When they disembarked and were going through customs, the customs officer seized all the books, lockets, photographs and phonograph records they were carrying. He claimed they were anti-Islamic. Baba observed, “They won’t return these things to us. They will create difficulties and will interfere in my work – my seclusion.”

Pointing to Buasaheb, he remarked, “Because of your slight disobedience, the whole plan is upset and out of kilter. What a calamity and it is due to the negligence of one man! What was the necessity of bringing these books with us? What a misfortune you have caused; you should know by now that a conversation had with good intentions at times gives rise to chaos.”

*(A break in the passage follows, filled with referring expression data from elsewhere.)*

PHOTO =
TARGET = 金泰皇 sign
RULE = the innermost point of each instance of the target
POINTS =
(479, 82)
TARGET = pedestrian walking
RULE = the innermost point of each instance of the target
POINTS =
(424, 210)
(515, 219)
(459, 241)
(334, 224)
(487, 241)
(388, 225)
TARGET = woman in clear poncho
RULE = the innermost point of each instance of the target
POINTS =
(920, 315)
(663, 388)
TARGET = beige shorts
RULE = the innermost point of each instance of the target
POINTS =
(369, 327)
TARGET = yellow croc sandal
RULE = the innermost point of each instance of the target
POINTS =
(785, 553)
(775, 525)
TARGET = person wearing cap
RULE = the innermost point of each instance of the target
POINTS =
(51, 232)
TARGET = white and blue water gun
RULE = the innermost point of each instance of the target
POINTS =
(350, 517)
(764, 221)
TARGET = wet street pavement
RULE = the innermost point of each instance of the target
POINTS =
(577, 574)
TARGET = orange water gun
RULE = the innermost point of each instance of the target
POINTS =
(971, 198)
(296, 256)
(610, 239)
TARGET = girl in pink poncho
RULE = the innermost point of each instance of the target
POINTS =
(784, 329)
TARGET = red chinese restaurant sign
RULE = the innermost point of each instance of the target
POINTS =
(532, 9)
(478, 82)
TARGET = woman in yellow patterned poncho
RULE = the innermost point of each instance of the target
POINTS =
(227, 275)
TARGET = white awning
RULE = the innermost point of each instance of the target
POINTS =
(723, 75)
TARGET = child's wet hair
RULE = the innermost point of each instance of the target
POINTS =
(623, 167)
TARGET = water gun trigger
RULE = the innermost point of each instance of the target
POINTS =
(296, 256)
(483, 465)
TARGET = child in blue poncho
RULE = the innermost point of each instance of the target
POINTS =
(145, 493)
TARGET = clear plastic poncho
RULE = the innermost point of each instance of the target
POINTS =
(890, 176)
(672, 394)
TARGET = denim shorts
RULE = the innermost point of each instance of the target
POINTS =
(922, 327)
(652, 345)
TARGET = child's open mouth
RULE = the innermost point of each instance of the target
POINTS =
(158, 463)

Meanwhile, a meeting with higher officials failed to clear the luggage. The books were shipped to Teheran for clearance and all in the group felt harassed. Buasaheb was upset with himself for his mistake. Baba remarked, “Even in the midst of this confusion, I am quite happy, because I remember roaming throughout this place in a past incarnation.” (Footnote: Baba was referring to his previous advent as Zarathustra, who was born and carried out his ministry in Persia over six thousand years ago. The lifetime of Zarathustra was one of Baba’s favorites.)

With the help of a wandering dervish, they found a suitable house for their stay in Mohammerah after two days of looking. Brother Jal humorously remarked, “Where are all the Persian grapes and pomegranates we’ve heard so much about? The grapes are said to be as big as Raosaheb’s head!”

Since arriving, everyone had been thinking of Raosaheb since he had failed to arrive in Mohammerah with Abdulla, Agha Ali and Ali Akbar as planned. Baba had telegrams dispatched to various people in Persia trying to locate them. Due to an accident to the bus they were travelling on, Raosaheb and the boys had not been able to arrive on schedule. While the telegrams were being sent around Persia, Raosaheb and the boys were only a few miles from Mohammerah where they were stranded for three days. On the third day, when the conversation was again focussed on their whereabouts, there was a knock at the door. When it was opened, Raosaheb was standing outside with the three boys. Baba’s smile welcomed them with joy.

Lord Meher, Bhau Kalchuri, Original Publication, Vol. 4, 1225 – 1226.